Here is how the compiler actually maps a model like Qwen2-VL onto that grid of tiles.
1. Breaking the Model into “Kernels”.
The compiler takes your model and chops it into small functional blocks called kernels.
- Vision Encoder: These are usually convolutions or “windowed” attention. The compiler maps these to a string of AIE-ML tiles. It uses the Cascade Streams so that the output of one tile flows directly into the next without ever hitting the main memory. It’s like an assembly line for pixels.
- LLM Decoder: These are dense matrix multiplications. The compiler assigns these to “clusters” of tiles that work in parallel to handle the massive math.
2. Planning the “Data Move” (The Memory Tile Strategy)
This is where the compiler gets smart about that KV-cache we talked about.
- Buffer Allocation: The compiler looks at the size of your KV-cache and carves out space in the 512KB Memory Tiles. It sets up “ping-pong” buffers. While Tile A is crunching on one set of data, the Tile DMA is already moving the next chunk of the cache into the Memory Tile from the DDR.

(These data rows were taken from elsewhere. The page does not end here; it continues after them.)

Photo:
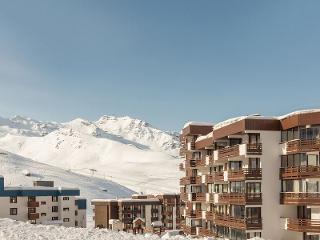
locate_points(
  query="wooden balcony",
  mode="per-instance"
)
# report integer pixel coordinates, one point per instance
(228, 152)
(194, 213)
(254, 148)
(300, 172)
(184, 197)
(238, 223)
(302, 145)
(289, 198)
(33, 216)
(194, 163)
(303, 225)
(189, 230)
(191, 180)
(214, 177)
(33, 204)
(209, 215)
(198, 197)
(204, 232)
(245, 174)
(240, 198)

- Tiling: If a layer is too big for one tile’s 64KB memory, the compiler “tiles” the operation. It breaks the math into 32×32 or 64×64 blocks that fit perfectly on the local workbench.
3. Routing the Traffic
The compiler acts like a GPS for your data. It has to figure out the AXI-Stream paths between tiles.
- It avoids “congestion” by making sure two different data streams aren’t trying to use the same physical wire at the same time.
- It schedules exactly when the Lock Module should trigger. This ensures a tile doesn’t start math until the data it needs has actually arrived from the Memory Tile.
4. Generating the Microcode
Once the map is finished, the compiler generates a specialized instruction stream (microcode).
- AIE-ML Binaries: These tell the vector units exactly what math to do.
- Control Code: This runs on the Scalar RISC processor inside each tile to manage the pointers and loops.
- XCLBIN: Everything is wrapped into one file that the XRT (Xilinx Runtime) loads onto the chip at runtime.
Why is this a “Black Box” for you
The best part is that you don’t have to write the code for each tile yourself. You give the compiler your PyTorch or ONNX model, and it does the math to figure out the most efficient way to spread it across the hardware. It’s the difference between building a car part-by-part and just telling the factory which model you want.